Но разница между Кузминым и Мандельштамом была в том, что Кузмин действительно был легкомыслен, тогда как Мандельштам только притворялся и под легкомыслием старался скрыть от всех – а главное, от себя – свое глубоко трагическое мироощущение, отгораживаясь от него смехом и веселостью. Чтобы не было слишком страшно жить.

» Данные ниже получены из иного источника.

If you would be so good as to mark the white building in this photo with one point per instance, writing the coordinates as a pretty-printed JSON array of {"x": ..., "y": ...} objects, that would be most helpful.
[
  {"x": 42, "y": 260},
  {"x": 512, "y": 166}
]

Меньше всего Мандельштам хотел выступать в роли учителя. И все же, очень скоро поняв, что меня, как он выражался, «мучит неутолимая жажда знаний», без всякой просьбы с моей стороны взял на себя эту несвойственную ему роль. И стал меня – когда мы оставались с глазу на глаз – полегоньку подучивать. Делал он это как-то совсем ненарочито, будто случайно, заводя разговор то о Рильке, то о Леопарди, то о Жераре де Нервале, то о Гриммельсхаузене, о котором я до него понятия не имела. От него я узнала очень многое, что запомнила на всю жизнь.

Так, это он открыл мне, что последние строки «Горе от ума» – перевод последних строк «Мизантропа». И что в «Мизантропе» были в первом издании еще две строки, свидетельствовавшие о том, что Алцест не так уж решительно и навсегда порывает со «светом». В правильности его слов мне удалось убедиться только в Париже. Как это ни странно, сам великий литспец (слова «литературовед» тогда еще не существовало) Лозинский спорил со мной, что или я не так поняла, или Мандельштам просто разыграл меня. Оказалось, что две последние строчки «Мизантропа» действительно были отброшены за «несценичностью» и в книгах, и в театре. От Мандельштама же я узнала, что лозунг «Мир хижинам, война дворцам» принадлежит Шамфору. И еще много других разнообразных сведений получила я от него во время бесконечных хождений по Петербургу.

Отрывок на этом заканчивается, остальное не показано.